Friday, February 18, 2011

Digital Music - Sony Business Model

Sony offers unlimited music for $12.99 a month as Aussie chief left red-faced
Asher Moses
February 18, 2011
"Sony's new service, which officially opens for business in Australia, New Zealand and the US today after launching in Europe late last year, is dubbed Music Unlimited and provides access to six million songs.The service will go head-to-head with iTunes but unlike on Apple's service, where consumers download individual tracks to their computers, Music Unlimited tracks are streamed from the web, so users can't store them. The $12.99 premium plan provides unlimited access to any music while the $4.99 basic plan works like an ad-free radio station whereby users can select the genre or era but not the individual song."
Q1. What would be the attraction of the 'Music Unlimited' plan?
Q2. What is happening to CD sales?
Q3. Why are Digital music sales declining?



2 comments:

Kim said...

1) Smorgasbord access to music for consumers, predictable income stream for Sony.

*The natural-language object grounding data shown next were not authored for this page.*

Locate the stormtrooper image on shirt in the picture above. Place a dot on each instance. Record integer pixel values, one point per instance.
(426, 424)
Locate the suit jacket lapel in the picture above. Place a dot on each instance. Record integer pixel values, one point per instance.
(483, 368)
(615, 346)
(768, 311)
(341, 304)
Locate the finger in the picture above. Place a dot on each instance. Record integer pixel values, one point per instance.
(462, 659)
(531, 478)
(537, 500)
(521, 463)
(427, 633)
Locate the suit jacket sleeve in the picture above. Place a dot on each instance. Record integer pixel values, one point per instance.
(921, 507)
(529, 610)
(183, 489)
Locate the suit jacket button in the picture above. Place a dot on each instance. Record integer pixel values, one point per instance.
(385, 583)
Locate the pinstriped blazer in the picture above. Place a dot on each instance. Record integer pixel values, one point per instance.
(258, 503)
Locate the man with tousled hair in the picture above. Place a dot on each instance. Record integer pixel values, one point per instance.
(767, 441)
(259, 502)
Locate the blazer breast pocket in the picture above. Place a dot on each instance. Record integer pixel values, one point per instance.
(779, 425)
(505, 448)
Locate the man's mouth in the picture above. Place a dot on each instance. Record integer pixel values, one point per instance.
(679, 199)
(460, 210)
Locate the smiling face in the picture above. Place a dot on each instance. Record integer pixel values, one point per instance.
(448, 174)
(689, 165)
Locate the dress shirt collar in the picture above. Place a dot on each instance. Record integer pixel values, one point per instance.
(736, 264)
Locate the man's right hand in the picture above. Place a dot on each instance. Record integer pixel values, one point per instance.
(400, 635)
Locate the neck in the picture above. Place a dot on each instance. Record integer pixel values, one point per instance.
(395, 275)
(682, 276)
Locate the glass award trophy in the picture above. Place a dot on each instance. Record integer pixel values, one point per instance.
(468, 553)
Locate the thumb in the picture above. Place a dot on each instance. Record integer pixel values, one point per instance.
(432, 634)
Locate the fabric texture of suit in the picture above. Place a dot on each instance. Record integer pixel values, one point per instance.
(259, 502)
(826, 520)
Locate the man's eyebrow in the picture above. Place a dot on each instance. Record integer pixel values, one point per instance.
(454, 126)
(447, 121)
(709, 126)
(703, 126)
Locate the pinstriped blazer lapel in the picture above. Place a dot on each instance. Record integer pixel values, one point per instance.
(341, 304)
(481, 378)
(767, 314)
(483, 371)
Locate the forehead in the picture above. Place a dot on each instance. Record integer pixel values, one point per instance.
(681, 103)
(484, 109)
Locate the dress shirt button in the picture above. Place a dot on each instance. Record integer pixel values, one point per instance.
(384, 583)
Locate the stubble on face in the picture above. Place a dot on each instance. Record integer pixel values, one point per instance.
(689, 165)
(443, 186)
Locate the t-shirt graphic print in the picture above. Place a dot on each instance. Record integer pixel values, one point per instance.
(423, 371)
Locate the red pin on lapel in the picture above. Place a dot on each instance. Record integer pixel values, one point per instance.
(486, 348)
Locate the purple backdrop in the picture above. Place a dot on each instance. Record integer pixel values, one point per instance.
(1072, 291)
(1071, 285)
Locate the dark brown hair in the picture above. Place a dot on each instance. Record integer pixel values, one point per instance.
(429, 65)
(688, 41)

2) CD sales appear to be on the decline. The CD is approaching End Of Life as a music distribution format.

3) 'Digital' is a misnomer - CDs are digital! Downloadable music isn't declining - it's just not offsetting the decline in CD sales. The graph is stacked.

-Kim.

Suzana said...

Not only is it cheap for consumers the cloud system approach stops consumer hard drives from running out of memory and paying for external storage systems. This is great for Sony with the fact that songs are not “downloaded” stops P2P file sharing. Also the first to compete with iTunes could well gain a large market share. From reading articles, Music Unlimited will also be competing with radio stations! this could potentially be a the next big thing if it takes off. i certainly see it a huge benefit to mobile DJ's.

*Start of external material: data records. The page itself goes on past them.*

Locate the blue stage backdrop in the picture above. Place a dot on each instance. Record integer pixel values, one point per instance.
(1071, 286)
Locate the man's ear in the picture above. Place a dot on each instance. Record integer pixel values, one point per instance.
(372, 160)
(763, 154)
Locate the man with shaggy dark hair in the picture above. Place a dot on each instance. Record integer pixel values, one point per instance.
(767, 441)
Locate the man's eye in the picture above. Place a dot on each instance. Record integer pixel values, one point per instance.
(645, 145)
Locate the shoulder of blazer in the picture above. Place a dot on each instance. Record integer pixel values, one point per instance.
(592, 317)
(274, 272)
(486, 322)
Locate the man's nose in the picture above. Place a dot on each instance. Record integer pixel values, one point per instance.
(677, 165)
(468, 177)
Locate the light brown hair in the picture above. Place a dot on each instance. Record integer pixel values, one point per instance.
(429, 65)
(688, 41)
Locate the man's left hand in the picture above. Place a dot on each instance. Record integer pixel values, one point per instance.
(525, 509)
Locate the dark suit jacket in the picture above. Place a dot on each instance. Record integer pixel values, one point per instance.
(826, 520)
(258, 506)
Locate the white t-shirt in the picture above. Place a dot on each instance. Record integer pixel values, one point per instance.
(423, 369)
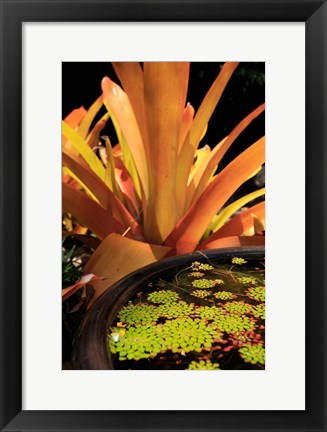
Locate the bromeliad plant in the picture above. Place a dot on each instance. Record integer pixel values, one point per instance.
(155, 192)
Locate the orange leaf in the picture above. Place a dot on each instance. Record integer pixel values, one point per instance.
(202, 117)
(106, 197)
(234, 241)
(187, 121)
(118, 256)
(75, 117)
(202, 176)
(190, 229)
(131, 77)
(165, 89)
(210, 102)
(86, 279)
(239, 225)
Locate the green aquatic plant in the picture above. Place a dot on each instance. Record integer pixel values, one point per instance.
(231, 323)
(187, 334)
(175, 310)
(205, 267)
(138, 314)
(247, 280)
(209, 312)
(239, 261)
(206, 283)
(256, 293)
(196, 274)
(241, 338)
(224, 295)
(253, 354)
(201, 293)
(239, 308)
(259, 311)
(142, 341)
(163, 296)
(203, 365)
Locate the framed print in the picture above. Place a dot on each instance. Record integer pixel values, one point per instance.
(283, 41)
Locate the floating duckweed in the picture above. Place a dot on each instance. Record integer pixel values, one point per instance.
(241, 338)
(203, 365)
(137, 343)
(239, 261)
(239, 308)
(247, 280)
(175, 310)
(256, 293)
(205, 267)
(224, 295)
(139, 314)
(259, 311)
(196, 274)
(201, 293)
(209, 312)
(232, 323)
(206, 283)
(187, 334)
(253, 353)
(163, 296)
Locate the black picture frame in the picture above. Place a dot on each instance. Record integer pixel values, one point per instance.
(13, 14)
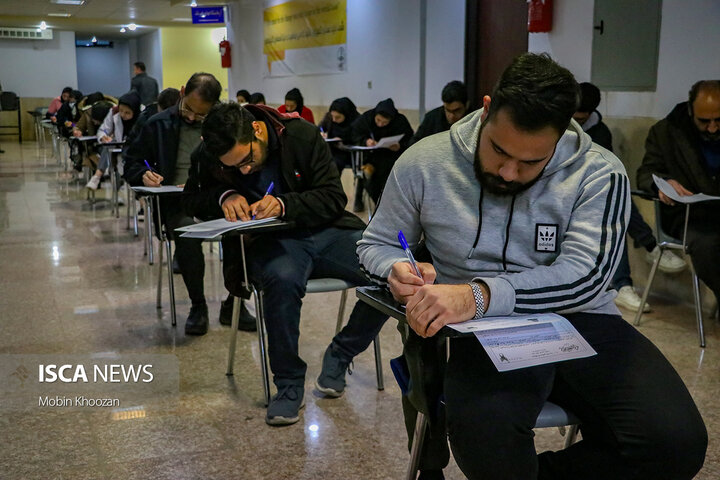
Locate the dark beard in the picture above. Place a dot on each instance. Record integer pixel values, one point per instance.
(495, 183)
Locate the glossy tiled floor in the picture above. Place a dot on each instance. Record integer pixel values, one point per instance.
(74, 280)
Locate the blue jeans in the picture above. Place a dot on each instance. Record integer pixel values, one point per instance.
(280, 265)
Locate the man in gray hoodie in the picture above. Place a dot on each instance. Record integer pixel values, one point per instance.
(522, 214)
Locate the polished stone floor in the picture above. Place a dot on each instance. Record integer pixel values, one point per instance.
(74, 280)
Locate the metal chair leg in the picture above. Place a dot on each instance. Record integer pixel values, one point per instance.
(233, 336)
(158, 303)
(378, 363)
(698, 306)
(171, 282)
(653, 270)
(418, 438)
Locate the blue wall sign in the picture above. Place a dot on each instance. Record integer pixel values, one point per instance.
(208, 14)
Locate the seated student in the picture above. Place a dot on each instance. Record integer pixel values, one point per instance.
(243, 150)
(57, 103)
(295, 103)
(242, 97)
(454, 107)
(114, 127)
(684, 149)
(69, 113)
(382, 121)
(479, 197)
(591, 122)
(338, 124)
(257, 98)
(165, 144)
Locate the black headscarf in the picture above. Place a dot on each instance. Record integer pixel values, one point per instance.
(132, 101)
(296, 97)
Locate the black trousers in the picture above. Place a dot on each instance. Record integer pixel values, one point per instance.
(188, 251)
(638, 419)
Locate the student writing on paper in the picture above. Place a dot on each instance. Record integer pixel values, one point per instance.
(165, 145)
(382, 121)
(684, 149)
(338, 124)
(522, 215)
(244, 149)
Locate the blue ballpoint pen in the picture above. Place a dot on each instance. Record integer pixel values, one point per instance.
(267, 192)
(408, 253)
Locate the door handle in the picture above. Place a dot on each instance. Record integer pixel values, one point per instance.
(600, 27)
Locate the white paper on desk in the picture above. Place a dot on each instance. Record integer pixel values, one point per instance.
(668, 190)
(215, 228)
(386, 142)
(160, 189)
(527, 340)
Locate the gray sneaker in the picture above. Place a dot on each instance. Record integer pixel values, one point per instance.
(331, 380)
(285, 405)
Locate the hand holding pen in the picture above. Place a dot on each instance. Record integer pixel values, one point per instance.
(268, 206)
(151, 178)
(406, 278)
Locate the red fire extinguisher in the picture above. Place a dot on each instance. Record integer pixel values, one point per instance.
(225, 59)
(539, 16)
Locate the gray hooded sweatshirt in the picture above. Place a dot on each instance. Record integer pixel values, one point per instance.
(551, 248)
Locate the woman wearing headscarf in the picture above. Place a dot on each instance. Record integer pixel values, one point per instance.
(117, 124)
(295, 103)
(382, 121)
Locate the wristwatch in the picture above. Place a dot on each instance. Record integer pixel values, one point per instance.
(479, 300)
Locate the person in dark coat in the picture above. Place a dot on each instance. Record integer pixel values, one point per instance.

CD sales are definitely declining as computers with larger hard drives and more power makes it much easier for music storage. From a business perspective, CD's are costing to much to manufacture and will probably, like vinyl records, be fazed out in coming years.

in my opinion, Digital music is declining because of peer-to-peer file sharing programs, it has become very popular even though it’s illegal.